The final solution I implemented was to add a periodic observer on the AVPlayer, and record the last known time. When I receive the event that I've been given back control, I create a new AVPlayer, load it with the AVPlayerItem, and seekToTime to the proper time.
It's quite an annoying workaround, but at least it works, and avoids the periodic crashes that were happening.
I can confirm that using the C api, the interruption method is also not called when the interruption begins; only when it ends
(AudioSessionInitialize (nil, nil, interruptionListenerCallback, (__bridge void *)(self));
I've also filed a bug report with apple for the issue.
Edit: This is fixed in iOS 6.1 (but not iOS 6.0.1)
Just call:
[[AVAudioSession sharedInstance] setDelegate: self];
I just checked on my iPhone 5 (running iOS 6.0) by setting a breakpoint in the AudioSessionInterruptionListener callback function that was declared in AudioSessionInitialize(), and this interrupt callback does, in fact, get called when the app has an active audio session and audio unit and is interrupted with an incoming phone call (Xcode shows the app stopped at the breakpoint at the beginning of the interruption, which I then continue from).

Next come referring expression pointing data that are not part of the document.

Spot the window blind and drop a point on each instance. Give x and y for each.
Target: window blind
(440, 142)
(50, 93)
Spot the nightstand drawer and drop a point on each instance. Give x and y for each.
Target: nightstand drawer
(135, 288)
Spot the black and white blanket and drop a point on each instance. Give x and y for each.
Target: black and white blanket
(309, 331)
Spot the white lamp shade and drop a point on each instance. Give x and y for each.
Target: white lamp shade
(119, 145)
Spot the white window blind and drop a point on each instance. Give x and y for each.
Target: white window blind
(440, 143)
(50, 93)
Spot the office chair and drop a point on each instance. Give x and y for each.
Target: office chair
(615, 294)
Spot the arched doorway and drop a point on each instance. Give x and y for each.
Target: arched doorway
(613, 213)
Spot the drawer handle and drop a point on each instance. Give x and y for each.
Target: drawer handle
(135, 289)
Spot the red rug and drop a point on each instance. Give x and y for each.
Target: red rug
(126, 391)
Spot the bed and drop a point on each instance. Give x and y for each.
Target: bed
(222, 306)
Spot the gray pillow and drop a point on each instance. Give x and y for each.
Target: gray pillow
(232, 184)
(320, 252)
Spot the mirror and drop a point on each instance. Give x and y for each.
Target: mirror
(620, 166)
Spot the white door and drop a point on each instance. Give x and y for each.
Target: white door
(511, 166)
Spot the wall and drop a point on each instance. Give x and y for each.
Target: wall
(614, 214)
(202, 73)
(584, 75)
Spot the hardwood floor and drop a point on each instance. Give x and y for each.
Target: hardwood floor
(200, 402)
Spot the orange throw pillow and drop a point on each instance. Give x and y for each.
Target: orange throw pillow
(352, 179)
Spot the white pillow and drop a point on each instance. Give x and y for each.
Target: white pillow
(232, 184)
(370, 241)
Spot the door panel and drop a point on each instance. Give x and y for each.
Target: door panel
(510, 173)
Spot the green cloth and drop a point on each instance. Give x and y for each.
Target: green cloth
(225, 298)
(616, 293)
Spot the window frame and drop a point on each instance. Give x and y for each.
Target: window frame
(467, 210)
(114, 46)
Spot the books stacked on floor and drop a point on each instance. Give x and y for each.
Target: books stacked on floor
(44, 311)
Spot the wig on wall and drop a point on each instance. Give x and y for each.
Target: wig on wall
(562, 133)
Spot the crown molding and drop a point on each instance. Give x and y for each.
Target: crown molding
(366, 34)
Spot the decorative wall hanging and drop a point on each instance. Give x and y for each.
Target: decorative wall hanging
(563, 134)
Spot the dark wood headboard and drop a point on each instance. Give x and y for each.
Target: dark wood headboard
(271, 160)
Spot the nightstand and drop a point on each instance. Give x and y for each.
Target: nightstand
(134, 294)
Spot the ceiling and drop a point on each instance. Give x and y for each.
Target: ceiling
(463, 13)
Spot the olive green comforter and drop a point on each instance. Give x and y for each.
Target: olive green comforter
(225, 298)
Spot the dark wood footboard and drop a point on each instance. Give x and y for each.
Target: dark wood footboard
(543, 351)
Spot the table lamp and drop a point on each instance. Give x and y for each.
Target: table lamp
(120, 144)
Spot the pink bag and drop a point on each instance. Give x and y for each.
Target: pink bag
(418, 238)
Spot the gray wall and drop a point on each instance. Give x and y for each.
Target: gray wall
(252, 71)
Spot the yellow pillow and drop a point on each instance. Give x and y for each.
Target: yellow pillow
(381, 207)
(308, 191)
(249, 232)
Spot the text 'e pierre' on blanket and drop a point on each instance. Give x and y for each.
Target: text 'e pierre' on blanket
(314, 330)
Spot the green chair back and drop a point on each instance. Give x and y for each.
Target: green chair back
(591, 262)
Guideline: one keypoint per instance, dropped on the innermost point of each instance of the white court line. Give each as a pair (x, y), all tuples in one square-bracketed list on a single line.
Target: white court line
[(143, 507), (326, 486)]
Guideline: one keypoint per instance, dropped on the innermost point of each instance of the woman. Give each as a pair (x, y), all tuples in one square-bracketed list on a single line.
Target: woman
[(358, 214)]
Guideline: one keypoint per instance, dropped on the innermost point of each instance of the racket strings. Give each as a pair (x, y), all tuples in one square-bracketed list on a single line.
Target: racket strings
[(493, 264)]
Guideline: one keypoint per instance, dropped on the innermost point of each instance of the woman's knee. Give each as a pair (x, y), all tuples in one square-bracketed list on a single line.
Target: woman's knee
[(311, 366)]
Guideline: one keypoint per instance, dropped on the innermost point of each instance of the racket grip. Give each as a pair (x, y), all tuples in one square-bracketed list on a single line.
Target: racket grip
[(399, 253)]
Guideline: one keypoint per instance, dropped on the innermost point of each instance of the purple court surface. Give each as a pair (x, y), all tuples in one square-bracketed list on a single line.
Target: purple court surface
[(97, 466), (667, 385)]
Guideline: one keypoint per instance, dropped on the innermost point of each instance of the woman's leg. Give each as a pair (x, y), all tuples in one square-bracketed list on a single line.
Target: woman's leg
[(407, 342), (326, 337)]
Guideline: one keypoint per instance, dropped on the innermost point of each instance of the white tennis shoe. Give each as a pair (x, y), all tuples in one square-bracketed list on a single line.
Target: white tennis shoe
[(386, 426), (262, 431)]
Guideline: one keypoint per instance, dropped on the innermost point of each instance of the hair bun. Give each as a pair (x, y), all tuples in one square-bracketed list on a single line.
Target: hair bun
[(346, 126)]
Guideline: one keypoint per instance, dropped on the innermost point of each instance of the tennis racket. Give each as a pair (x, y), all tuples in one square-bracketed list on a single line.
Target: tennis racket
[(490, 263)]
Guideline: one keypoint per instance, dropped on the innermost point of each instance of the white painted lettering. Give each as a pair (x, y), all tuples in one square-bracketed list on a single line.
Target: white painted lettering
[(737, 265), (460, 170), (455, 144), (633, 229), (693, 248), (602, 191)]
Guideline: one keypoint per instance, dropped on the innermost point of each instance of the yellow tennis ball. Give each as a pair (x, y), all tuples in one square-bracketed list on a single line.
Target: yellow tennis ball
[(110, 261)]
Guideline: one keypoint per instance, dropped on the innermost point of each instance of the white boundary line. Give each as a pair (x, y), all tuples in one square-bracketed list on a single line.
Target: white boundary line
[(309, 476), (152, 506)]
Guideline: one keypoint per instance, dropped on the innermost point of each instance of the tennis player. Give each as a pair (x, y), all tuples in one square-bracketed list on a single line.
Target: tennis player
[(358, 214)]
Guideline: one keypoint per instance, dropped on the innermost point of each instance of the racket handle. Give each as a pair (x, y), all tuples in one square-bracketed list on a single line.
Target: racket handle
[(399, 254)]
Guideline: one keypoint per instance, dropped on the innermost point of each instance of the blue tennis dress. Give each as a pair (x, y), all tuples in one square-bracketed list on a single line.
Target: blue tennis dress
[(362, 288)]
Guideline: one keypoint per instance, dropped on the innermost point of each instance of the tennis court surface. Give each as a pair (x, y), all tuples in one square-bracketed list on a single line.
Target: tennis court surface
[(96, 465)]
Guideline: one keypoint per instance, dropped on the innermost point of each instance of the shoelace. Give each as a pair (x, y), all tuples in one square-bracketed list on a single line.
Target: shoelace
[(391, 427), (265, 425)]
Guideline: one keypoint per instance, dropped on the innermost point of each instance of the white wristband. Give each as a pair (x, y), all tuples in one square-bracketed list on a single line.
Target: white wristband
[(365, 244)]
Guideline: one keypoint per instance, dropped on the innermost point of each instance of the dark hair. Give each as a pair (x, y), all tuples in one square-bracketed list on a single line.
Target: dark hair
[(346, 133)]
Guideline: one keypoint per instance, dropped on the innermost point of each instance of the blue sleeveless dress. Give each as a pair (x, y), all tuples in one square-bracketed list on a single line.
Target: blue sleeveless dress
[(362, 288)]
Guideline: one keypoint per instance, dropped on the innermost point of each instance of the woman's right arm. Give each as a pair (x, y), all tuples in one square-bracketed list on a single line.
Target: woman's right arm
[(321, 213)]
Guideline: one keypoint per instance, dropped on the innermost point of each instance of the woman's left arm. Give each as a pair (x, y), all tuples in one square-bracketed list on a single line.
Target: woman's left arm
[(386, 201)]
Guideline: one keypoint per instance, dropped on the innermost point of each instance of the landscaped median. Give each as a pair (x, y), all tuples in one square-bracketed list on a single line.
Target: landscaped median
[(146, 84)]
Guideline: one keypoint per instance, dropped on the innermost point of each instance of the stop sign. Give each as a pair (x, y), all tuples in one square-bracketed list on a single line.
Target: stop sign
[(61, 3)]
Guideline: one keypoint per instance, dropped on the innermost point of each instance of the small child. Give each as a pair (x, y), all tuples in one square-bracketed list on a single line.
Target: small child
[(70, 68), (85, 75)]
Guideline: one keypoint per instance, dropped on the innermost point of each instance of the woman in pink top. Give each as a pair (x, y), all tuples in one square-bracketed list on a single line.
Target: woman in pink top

I have the app then stop its audio unit and de-activate its audio session. Then, on the end interruption callback, the app re-activates the audio session and restarts the audio unit without problems (the app is recording audio properly afterwards).
I built a brand new audio streaming (AVPlayer) application atop iOS 6.0.x and found the same problem.
Delegates are now deprecated and we have to use notifications, that's great, however here's my findings:
During an incoming phone call I get only AVAudioSessionInterruptionTypeEnded in my handler, along with AVAudioSessionInterruptionOptionShouldResume. Audio session gets suspended automatically (audio fades) and I just need to resume playback of AVPlayer.
However when attempting to launch a game, such as CSR Racing, I oddly get the dreaded AVAudioSessionInterruptionTypeBegan but no sign when my application can resume playback, not even killing the game.
Now, this may depend on other factors, such as my audio category (in my case AVAudioSessionCategoryPlayback) and the mixing settings of both applications (kAudioSessionProperty_OverrideCategoryMixWithOthers), I'm not sure, but definitely I see something out of place.
Hopefully others reported that on 6.1beta this is fixed and I yet have to upgrade, so we'll see.